In the 15th time in his presidency where he has had to address the country following a mass shooting, Obama said the incident was an act of terror.

"Today, we mourn the horrific massacre of dozens of innocent people. We pray for their families, who are grasping for answers with broken hearts. We stand with the people of Orlando, who have endured a terrible attack on their city. Although it is still early in the investigation, we know enough to say that this was an act of terror and an act of hate, and as Americans we are united in grief, in outrage and resolve to defend our people," the president said.

The FBI is leading the investigation with local law enforcement treating the deadliest mass shooting in US history as an act of terrorism.

A statement carried by the Amaq news agency, which is tied to IS, said the mass shooting was "carried out by an Islamic State fighter". However officials have warned that any alleged links between the 29-year-old gunman and IS needed to be looked at further.

Orlando Mayor Buddy Dyer said a state of emergency has been declared in Orlando and that he has asked Florida's governor to issue a state-wide state of emergency.

Meanwhile Homeland Security Chairman Michael McCaul said: "This appears to be the worst terrorist attack on American soil since 9/11, and it is a sobering reminder that radical Islamists are targeting our country and our way of life."

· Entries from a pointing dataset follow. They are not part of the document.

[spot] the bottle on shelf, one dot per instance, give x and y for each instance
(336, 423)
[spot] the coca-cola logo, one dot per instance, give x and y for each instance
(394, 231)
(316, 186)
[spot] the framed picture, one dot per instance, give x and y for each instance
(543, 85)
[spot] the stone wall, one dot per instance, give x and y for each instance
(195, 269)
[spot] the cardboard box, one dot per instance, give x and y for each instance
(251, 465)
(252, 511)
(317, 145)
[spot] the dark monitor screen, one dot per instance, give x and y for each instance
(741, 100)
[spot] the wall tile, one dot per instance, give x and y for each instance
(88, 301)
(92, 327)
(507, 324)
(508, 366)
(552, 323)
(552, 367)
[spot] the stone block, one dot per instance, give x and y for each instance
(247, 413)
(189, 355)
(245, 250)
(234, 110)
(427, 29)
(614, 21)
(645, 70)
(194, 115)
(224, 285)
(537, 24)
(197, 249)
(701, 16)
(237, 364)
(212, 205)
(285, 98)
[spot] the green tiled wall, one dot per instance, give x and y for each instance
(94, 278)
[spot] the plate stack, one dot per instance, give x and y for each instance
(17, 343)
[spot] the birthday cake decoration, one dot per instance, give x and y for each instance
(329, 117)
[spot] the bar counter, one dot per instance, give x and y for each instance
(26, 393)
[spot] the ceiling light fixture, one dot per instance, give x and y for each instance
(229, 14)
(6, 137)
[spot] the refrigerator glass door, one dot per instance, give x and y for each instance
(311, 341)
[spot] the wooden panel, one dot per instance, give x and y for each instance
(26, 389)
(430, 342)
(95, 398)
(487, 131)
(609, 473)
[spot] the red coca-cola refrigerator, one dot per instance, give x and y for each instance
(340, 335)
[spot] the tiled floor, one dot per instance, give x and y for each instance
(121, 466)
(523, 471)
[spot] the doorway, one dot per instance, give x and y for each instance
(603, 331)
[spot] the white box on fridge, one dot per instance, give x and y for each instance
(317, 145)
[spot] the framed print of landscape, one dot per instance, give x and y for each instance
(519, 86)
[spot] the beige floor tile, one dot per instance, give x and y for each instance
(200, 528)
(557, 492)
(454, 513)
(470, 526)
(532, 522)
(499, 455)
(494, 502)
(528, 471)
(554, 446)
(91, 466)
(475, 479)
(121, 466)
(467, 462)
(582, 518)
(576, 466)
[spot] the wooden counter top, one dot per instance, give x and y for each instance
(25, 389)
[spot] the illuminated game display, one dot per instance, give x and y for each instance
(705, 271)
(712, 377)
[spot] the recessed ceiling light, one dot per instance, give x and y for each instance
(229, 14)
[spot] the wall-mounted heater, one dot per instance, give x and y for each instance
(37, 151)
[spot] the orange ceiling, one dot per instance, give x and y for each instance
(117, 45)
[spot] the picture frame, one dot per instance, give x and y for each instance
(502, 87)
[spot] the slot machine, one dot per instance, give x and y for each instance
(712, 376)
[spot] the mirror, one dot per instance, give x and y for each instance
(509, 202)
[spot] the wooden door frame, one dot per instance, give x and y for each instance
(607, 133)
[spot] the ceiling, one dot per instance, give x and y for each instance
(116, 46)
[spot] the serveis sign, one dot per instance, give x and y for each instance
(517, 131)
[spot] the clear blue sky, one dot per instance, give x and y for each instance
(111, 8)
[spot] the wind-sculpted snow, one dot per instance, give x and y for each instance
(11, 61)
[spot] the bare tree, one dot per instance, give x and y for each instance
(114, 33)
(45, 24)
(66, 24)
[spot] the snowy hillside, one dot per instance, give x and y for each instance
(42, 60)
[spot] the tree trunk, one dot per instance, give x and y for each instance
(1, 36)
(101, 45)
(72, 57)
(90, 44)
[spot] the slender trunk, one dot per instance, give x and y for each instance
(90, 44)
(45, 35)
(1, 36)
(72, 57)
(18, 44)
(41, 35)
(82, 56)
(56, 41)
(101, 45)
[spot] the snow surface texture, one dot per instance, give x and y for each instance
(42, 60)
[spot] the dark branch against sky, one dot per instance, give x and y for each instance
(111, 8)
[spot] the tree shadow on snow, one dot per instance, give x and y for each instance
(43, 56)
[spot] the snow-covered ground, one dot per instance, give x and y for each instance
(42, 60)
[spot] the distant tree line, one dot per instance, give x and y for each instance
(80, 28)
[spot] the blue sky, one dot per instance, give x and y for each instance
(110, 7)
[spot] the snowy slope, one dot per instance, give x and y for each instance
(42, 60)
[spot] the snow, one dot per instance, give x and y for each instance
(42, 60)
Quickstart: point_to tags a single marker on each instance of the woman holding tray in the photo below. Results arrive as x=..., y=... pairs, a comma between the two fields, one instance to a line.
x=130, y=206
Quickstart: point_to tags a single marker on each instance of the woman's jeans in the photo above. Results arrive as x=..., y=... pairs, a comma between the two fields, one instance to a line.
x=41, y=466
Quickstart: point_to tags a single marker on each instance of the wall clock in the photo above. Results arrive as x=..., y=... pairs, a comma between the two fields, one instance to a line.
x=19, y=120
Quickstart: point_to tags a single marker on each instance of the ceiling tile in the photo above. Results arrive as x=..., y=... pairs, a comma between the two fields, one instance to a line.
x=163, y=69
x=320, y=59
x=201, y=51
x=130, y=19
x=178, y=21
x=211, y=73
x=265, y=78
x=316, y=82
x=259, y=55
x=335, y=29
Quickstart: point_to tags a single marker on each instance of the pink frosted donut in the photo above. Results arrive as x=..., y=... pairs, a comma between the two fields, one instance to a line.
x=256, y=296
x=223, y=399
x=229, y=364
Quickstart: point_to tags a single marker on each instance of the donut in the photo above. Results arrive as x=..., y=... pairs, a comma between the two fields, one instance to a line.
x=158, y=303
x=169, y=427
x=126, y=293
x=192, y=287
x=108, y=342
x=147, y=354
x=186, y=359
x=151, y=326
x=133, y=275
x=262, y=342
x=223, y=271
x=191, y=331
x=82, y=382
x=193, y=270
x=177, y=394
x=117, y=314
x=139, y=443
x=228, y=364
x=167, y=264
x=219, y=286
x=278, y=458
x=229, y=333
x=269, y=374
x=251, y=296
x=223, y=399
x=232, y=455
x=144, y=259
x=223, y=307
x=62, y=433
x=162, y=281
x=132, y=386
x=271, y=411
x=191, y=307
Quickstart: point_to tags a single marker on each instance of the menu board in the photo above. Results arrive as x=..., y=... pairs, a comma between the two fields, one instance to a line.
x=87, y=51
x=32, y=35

Obama said: "We are still learning all the facts. This is an open investigation. We've reached no definitive judgement on the precise motivations of the killer. What is clear is that he was a person filled with hatred. Over the coming days we will uncover why and how this happened."

The shooter was identified as Omar Mateen. Authorities state Mateen may have been inspired by the Islamic State (Isis), with the media reporting the shooter called 911 during the attack to identify himself and pledge allegiance to Isis. The 29-year-old shooter also reportedly referenced the Boston Marathon bombers.

However, Mateen's father, Mir Seddique, told NBC News that he believes his son was motivated by homophobia. "We were in Downtown Miami, Bayside, people were playing music. And he saw two men kissing each other in front of his wife and kid and he got very angry," he said. "They were kissing each other and touching each other and he said: 'Look at that. In front of my son they are doing that', and then we were in the men's bathroom and men were kissing each other."

Mir Seddique apologised and added: "This had nothing to do with religion"

The US president meanwhile described in his five-minute address what was a "heartbreaking day for fellow Americans who are lesbian, gay, bisexual or transgender.

"The shooter targeted a nightclub where people came together to be with friends, to dance, and to sing, and to live. That place where they were attacked was more than a nightclub. It's a place of solidarity and empowerment where people have come together to raise awareness, to speak their minds and to advocate for their civil rights," the president said.

He continued: "This is a sobering reminder that attacks on any American, regardless of race, ethnicity, religion or sexual orientation, is an attack on all of us and on the fundamental values of equality and dignity that define us as a country. And no act of hate or terror will ever change who we are or the values that make us Americans."

The president called the attack the "most deadly shooting in American history" and noted that the massacre was a reminder of how "easy it is for someone to get their hands on a weapon that lets them shoot people in a school or in a house of worship or a movie theatre or in a nightclub." He added, "And we have to decide if that's the kind of country we want to be, and to actively do nothing is a decision as well."

Obama sent his condolences to the survivors and the families of the victims, "May God give them the strength to bear the unbearable." Following his remarks, the president ordered flags throughout the country be flown at half-staff in honour of the victims.